Interferon alpha was one of the first immunotherapies used on cancer, mostly on melanoma, myeloma and kidney cancer. It can help to stop cancer cells growing and may also boost the immune system. Interleukin-2 is most often used to treat kidney cancer. They are not cures, though clinical trials have shown that interferon-based treatments can help patients with advanced kidney cancer to live longer.
Another class of cancer-cell killer is monoclonal antibody proteins (MABs) . Made in the lab from a single copy of a human antibody, they find and kill foreign matter. They are designed to recognise abnormal proteins outside cancer cells. Different antibodies recognise different cancers. Rituximab recognises the CD20 protein on non-Hodgkin’s lymphoma cells, while Adept is an antibody-directed enzyme pro-drug therapy that recognises bowel cancer. Most MABs are experimental and development may take years.
Another strategy is to attempt to strangle the tumours, using anti-angiogenesis treatment. Cancers need to grow their own blood vessels as they get bigger, a process called angiogenesis. These new drugs halt the process, thus preventing the tumour from growing.

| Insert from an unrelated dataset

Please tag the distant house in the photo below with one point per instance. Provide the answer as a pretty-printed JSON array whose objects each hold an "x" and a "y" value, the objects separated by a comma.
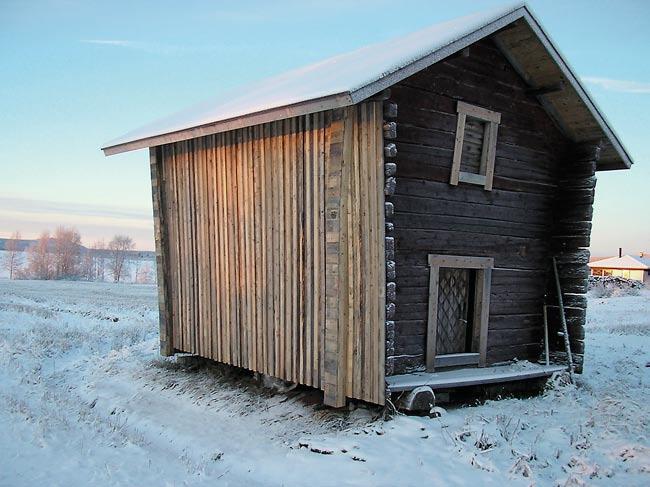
[{"x": 630, "y": 267}]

Drugs in this class include Thalidomide, which is mainly used for treating multiple myeloma, a form of blood cancer. Professor Herbie Newell says: “Thalidomide is very important. But one of the problems is that it causes abnormalities to babies in the womb. Our groups are looking to create an analogue of thalidomide, with all its anti-cancer effects but none of the dangers to babies.”
There is also the Trojan Horse approach, typified by a new form of gene therapy, called Vdept — virus directed enzyme prodrug therapy. A modified harmless virus is used to carry an enzyme into the cancer cells. Once the enzyme has found its way to the cancer cells, an inactive form of a chemotherapy drug, called a prodrug, is administered.
When the inactive prodrug reaches the cancer cells, the enzyme converts it into the active chemotherapy drug, so that it can kill the cancer cell. This treatment is becoming more common, although it is still only in clinical trials. Vdept also exemplifies another popular approach — targeted therapy — where only cancer cells are attacked by drugs, leaving normal body cells unaffected.
In December, London investigators announced a breakthrough in another area of targeted cancer medicine — gene therapy. Scientists at the Institute of Cancer Research, a college of the University of London, found that one in ten breast cancers is linked to an overactive gene called FGFR1.
Lab tests using a compound targeted at FGFR1 indicated that by blocking the gene that fuels cancer cells, tumour growth can be significantly cut. The research echoes the work that led to the development of the breast cancer drug Herceptin, a treatment that targets the HER2 protein found on about one in four breast cancers.